GoldLink and his squad don’t take themselves too seriously. He broke from a string of his own songs fifteen minutes into the show to spin Montell Jordan’s “This Is How We Do It,” and then, giving a “shoutout to all the white people in the audience, I know you’re somewhere out there,” follows that up with a singalong to Nirvana’s “Smells Like Teen Spirit” (it was around this time that, based on the reactions of the crowd and those present, I discovered I’m one of the few white people who doesn’t like Nirvana). Transitioning from that into the Falcons-produced “Aquafina,” his squad brings out inflatable pool toys, released into the audience when the beat drops. Rapper Chaz French rode an inflated rubber boat over the crowd to the applause of both concertgoers and GoldLink’s squad.
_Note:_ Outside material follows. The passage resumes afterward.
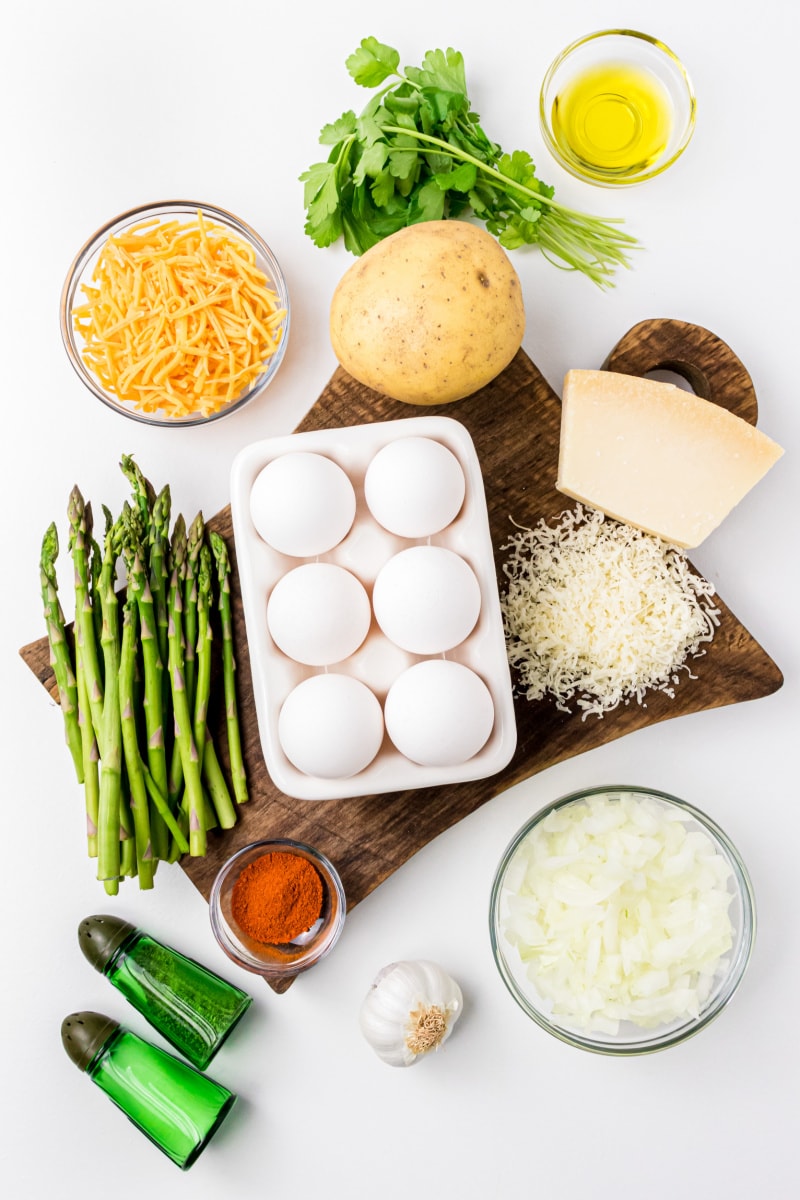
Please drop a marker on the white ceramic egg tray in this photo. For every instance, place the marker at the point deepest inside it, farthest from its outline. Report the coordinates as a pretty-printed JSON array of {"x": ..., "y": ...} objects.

The most intimate performance of the evening was an a capella version of GoldLink’s “The Heart,” a bitter memoir of his roots in the DMV and his struggle getting out. “This was your party tonight,” GoldLink tells us, grateful of the opportunity and energy that the packed audience has provided. “And we gonna party the fuck out tonight.”
“The Heart” was his last song performed, but the Soulection squad DJed until 1 AM, those of us still present weary on our feet, partied out by an altogether five hour set. The pure exhaustion of wilding out had me exhausted, the last thing I really recall being some chubby white dude dancing to Sean Paul next to GoldLink onstage. I’m not sure how anyone else got up in the morning after a night of partying with the DMV’s biggest rockstar, but I barely managed.